The new offering is expected to raise $130.4 million through a sale of 16.3 million new shares at $8 apiece. Shares are being sold at a 5.7 percent discount to Rigel’s Wednesday closing price of $8.49, a day before the offering was announced.
Rigel, a clinical-stage drug developer based in South San Francisco, focuses on small-molecule drugs for the treatment of inflammatory diseases, autoimmune conditions, and muscle disorders. It says it will use the funds to support research and development of its pipeline, including its late-stage rheumatoid arthritis therapy, fostamatinib, which enjoys additional support from the company’s partnership with AstraZeneca.
The company had a long-running partnership with Pfizer, which started in the first quarter 2005 when Rigel announced it had entered into a collaborative research and license agreement for the development of inhaled products for the treatment of allergic asthma and other respiratory diseases, such as COPD. Fast-forwarding to a more challenging time, Pfizer is looking at a multitude of way to both refocus and restructure the company.
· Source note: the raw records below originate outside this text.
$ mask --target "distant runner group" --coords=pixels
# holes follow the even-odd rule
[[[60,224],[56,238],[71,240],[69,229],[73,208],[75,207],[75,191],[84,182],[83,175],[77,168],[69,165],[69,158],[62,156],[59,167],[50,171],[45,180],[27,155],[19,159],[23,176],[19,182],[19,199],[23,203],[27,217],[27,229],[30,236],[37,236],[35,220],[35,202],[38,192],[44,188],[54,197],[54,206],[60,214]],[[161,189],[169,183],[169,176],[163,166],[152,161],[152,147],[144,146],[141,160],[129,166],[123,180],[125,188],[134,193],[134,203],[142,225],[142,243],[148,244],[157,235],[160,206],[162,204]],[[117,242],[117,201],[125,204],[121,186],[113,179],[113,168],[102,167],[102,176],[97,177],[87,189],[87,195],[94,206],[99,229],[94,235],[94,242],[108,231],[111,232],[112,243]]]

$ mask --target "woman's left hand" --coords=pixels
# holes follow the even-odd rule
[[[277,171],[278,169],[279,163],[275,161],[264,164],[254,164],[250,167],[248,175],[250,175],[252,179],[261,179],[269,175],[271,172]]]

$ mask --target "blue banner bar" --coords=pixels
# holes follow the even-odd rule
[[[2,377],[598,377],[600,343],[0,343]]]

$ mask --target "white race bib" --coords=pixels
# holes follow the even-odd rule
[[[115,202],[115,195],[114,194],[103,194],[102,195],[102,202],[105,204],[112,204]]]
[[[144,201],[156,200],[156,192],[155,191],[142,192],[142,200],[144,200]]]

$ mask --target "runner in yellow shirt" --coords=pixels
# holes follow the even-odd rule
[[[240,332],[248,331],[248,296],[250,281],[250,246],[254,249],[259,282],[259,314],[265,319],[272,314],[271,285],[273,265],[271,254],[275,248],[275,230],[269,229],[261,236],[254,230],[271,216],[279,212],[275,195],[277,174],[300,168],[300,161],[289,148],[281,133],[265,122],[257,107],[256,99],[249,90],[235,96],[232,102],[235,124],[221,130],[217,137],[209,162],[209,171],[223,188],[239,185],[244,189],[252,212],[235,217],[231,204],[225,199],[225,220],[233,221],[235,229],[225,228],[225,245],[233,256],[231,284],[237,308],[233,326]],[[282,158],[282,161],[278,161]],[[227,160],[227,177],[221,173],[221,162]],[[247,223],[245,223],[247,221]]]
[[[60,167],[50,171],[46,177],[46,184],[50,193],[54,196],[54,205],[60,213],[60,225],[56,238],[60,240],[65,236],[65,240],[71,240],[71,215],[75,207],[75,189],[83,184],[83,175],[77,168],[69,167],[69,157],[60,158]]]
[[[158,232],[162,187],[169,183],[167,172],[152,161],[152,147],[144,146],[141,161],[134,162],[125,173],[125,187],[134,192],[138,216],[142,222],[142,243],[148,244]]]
As part of that process, at the beginning of May it cut 39 projects during a first-quarter house cleaning, including its partnership on R343. The drug is Rigel’s inhaled Syk inhibitor for allergic asthma, a chronic inflammatory disorder of the lungs and respiratory passages caused in response to an allergen or pathogen.
Although Pfizer’s decision left Rigel without a partner on R343, it also gave the company the opportunity to move ahead with a compound ready for mid-stage testing.
“It is rare in our business,” said Rigel CEO James Gower on the day Pfizer announced its decision, “that one has the opportunity to develop an asset [that] is both promising and on which the research and development has been as well done as the package that Pfizer is transferring to us.